We Heart Anime - Neon Genesis Evangelion

Vor rund zehn Jahren lief jede Dienstag Nacht ein japanischer Zeichentrickfilm auf VOX. Original synchronisiert mit deutschen Untertiteln. Ich weiß das noch ganz genau, da ich zu dieser Zeit einen…
We Heart Anime

Neon Genesis Evangelion

Vor rund zehn Jahren lief jede Dienstag Nacht ein japanischer Zeichentrickfilm auf VOX. Original synchronisiert mit deutschen Untertiteln. Ich weiß das noch ganz genau, da ich zu dieser Zeit einen nahe liegenden Sprachkurs besuchte und mir jede Folge auf Videokassette aufnahm, weil ich am nächsten Morgen in die Schule musste. Nach Hause gerannt, Fernseher angeschaltet, nass gemacht. Und ich starrte gebannt auf den Titel: “Neon Genesis Evangelion”.

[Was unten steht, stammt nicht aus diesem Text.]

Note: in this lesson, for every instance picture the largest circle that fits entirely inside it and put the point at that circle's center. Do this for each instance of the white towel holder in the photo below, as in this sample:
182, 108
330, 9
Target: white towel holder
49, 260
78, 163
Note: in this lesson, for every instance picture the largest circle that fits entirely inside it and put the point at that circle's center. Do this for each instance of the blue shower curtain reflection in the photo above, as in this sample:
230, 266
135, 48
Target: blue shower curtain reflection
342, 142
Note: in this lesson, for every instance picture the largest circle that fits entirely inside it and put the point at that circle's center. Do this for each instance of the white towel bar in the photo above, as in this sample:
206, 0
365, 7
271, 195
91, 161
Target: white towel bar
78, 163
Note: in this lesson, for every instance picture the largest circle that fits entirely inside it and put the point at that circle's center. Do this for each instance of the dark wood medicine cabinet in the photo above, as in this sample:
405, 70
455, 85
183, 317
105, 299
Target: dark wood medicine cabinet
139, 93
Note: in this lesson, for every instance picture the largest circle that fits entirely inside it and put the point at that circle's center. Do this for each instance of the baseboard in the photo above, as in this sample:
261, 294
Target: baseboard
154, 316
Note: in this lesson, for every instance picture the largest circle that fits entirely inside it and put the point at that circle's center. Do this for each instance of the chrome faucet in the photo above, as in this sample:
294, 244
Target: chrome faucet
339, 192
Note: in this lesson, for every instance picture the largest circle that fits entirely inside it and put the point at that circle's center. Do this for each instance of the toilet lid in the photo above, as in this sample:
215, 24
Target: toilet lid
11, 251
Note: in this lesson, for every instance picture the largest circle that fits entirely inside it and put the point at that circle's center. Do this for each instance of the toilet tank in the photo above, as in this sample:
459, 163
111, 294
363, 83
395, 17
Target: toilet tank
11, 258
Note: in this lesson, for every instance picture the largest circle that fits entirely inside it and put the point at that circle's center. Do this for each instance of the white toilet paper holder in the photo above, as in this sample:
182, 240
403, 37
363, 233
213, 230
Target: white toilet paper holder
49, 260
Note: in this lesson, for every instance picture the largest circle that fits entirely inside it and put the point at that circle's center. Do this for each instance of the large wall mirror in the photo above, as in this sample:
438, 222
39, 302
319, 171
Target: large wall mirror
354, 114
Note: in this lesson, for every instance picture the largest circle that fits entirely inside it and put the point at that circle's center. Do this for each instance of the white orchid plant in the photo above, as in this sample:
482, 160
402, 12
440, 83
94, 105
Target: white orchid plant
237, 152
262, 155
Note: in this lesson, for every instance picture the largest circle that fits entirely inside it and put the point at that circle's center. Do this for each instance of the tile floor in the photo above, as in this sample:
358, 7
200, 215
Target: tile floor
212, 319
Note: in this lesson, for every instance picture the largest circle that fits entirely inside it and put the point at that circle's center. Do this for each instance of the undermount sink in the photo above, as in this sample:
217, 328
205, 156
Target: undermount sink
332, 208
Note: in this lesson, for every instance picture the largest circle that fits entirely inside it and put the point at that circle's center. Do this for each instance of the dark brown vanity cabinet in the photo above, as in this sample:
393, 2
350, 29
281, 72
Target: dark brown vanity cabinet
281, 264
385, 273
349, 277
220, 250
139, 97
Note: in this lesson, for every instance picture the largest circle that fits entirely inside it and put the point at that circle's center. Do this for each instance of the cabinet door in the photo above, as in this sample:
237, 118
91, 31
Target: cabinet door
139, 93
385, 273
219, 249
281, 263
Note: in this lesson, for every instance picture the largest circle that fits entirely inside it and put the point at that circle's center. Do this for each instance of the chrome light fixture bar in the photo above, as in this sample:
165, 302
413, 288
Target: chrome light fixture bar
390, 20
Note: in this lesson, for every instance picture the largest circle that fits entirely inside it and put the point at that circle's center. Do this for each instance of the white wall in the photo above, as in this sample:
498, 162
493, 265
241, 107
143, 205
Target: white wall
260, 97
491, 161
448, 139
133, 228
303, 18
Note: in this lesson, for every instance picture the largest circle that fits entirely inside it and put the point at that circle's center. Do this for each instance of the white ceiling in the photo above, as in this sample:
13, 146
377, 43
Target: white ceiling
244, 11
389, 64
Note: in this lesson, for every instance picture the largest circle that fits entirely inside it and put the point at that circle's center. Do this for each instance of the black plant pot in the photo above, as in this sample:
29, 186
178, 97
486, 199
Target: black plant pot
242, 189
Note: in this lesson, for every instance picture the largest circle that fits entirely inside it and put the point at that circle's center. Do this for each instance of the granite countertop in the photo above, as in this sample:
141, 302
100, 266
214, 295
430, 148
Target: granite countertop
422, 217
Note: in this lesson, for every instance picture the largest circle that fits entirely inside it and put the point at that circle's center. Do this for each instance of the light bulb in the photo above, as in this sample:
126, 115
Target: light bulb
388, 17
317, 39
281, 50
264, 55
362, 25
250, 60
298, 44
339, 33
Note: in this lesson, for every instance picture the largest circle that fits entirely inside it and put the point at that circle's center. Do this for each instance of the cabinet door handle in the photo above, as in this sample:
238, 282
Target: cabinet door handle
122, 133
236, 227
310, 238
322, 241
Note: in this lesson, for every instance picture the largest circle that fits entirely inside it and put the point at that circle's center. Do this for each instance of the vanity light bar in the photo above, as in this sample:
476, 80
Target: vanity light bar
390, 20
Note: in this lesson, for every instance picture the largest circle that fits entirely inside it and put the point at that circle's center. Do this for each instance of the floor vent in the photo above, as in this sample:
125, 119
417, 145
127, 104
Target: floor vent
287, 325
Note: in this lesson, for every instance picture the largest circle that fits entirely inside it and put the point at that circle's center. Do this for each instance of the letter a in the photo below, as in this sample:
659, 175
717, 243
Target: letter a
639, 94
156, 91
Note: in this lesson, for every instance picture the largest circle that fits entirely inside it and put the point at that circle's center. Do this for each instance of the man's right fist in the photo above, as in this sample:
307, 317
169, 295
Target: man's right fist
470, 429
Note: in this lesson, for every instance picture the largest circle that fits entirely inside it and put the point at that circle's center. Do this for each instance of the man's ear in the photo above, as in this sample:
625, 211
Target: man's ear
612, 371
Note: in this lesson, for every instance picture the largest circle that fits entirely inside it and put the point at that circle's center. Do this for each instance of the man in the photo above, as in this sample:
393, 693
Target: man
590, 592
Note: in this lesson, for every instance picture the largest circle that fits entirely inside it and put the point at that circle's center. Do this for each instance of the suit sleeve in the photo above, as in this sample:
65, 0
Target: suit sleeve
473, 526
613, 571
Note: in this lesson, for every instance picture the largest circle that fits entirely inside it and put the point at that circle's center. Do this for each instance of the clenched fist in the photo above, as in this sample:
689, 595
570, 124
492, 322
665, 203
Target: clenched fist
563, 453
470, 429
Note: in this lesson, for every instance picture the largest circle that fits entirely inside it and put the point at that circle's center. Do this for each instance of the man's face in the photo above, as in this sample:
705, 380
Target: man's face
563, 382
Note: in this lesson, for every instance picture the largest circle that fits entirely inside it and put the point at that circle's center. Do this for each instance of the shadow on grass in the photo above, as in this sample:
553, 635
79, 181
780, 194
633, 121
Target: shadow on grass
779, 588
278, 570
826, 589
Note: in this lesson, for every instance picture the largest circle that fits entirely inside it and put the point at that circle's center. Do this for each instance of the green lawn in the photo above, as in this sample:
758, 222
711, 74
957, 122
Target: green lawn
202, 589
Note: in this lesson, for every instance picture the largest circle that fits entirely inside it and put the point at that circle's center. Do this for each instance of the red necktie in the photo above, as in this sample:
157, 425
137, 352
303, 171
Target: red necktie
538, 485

Jede Folge war eine Erleuchtung für mich. Es geht um riesige Roboter. Mit Menschen drin. Und eine Untergrundorganisation, die außerirdische Engel bekämpft. Tokio nach der knappen Zerstörung der gesamten Welt. Die sexy Rothaarige Asuka aus Deutschland, der schüchterne Shinji, die ständig neu geklonte Rei und die biertrinkende und rüpelhafte Misato. Und der Pinguin. Ständig explodieren Städte, Gott persönlich scheint jede Kreatur zu hassen und immer mehr Geheimnisse aus der Bibel und der widerlichen Vergangenheit der einzelnen Protagonisten kommt ans Licht.

Am Ende drehen alle vollkommen durch und die letzte Folge ist nur noch ein psychischer Irrgarten aus katastrophalen Sprüchen, verstörenden Bildern und blutigen Gehirnficks. Eltern, Kinder, Liebe, Sinn des Lebens? Alles total für den Arsch. Die Fans heulten beim Abspann, der Regisseur hasste die Fans und brachte danach noch einen Film heraus, in dem er einfach alle killte. Damit endlich Ruhe war.

Niemals wieder nahm mich ein Anime so sehr von hinten wie “Neon Genesis Evangelion”. Mit seiner verworrenen Story, den liebevollen Charakteren und den überriesig geilen Robotern. Und ich war wie Rudolf in Asuka verliebt. Oh mein Gott, wenn ich auch nur eine imaginäre Person zum Leben erwecken und nach Las Vegas schleifen könnte, dann wäre das Asuka. Ach, weist mich doch endlich in die Klapsmühle ein.

About ten years ago every Tuesday night, a Japanese animated film was shown at VOX. Original synchronized with German subtitles. I remember this very well since I visited this time an obvious language course and I recorded every episode on video tape, because I had the to go to school in the morning. Running home, television on, made myself wet. And I stared spellbound at the title: “Neon Genesis Evangelion”.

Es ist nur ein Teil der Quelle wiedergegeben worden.